India’s National AMR Surveillance Network (NARS-Net) feeds data into the “Global Antimicrobial Resistance and Use Surveillance System”. While NARS-Net currently includes 60 sentinel medical college laboratories, the most recent WHO report (for January–December 2023) relied on data from only 41 sites across 31 States and Union Territories.

Established in 2013, NARS-Net tracks resistance in nine priority bacterial pathogens and selected fungal infections. But by design, it remains skewed towards government medical colleges and hospital-based infections, offering limited insight into community prevalence.

Why experts want private and primary care included

In a recent communication to the National Centre for Disease Control, infectious disease specialist Dr. Abdul Ghafur — associated with the Chennai Declaration on AMR — argued that credible national data must go beyond tertiary hospitals. Without incorporating secondary, primary and private healthcare facilities, India’s resistance picture will remain distorted.

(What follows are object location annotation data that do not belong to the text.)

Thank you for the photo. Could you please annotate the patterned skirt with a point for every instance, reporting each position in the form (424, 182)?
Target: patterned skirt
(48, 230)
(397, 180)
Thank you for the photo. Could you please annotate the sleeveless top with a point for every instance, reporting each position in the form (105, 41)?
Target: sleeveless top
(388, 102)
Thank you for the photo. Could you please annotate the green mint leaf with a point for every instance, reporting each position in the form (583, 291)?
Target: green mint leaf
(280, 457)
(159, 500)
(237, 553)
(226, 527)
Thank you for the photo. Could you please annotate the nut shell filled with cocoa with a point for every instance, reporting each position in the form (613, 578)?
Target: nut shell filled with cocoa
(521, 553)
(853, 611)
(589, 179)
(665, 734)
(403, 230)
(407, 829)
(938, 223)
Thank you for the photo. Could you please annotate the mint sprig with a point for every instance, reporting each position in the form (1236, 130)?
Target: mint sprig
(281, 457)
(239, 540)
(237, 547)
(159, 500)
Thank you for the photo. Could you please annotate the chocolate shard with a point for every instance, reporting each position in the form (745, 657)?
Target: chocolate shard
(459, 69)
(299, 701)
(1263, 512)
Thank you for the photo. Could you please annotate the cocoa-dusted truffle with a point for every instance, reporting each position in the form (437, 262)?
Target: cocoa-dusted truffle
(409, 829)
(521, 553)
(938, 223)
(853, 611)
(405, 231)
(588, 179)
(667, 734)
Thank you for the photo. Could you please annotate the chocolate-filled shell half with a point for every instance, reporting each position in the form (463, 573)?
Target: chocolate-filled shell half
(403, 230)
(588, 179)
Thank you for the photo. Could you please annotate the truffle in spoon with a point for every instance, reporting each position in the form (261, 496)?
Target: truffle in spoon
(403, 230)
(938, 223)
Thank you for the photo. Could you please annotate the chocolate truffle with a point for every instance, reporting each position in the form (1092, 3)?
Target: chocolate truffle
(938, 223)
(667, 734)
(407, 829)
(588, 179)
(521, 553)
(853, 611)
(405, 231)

Including private hospitals and non-urban centres, experts say, would naturally produce a more balanced and representative dataset — essential for targeted policy and rational antibiotic stewardship.

From recognition to action — the real test ahead

The “World Health Organization”’s 2015 Global Action Plan on AMR laid out five clear goals: public awareness, strengthened surveillance, infection prevention, optimised antimicrobial use, and sustained investment in new drugs and diagnostics.

Mr. Modi’s speech decisively advances the first of these — awareness. But the remaining four demand sustained political will, funding, regulation and enforcement. Surveillance expansion, in particular, will require long-term investments and administrative follow-through.

The Prime Minister’s words may well mark the moment when India finally acknowledged AMR as a national crisis. Whether this recognition translates into systemic reform — or remains a powerful but solitary warning — will determine if India can still outrun what many doctors now see as its biggest emerging health threat.

Originally written on January 9, 2026 and last modified on January 9, 2026.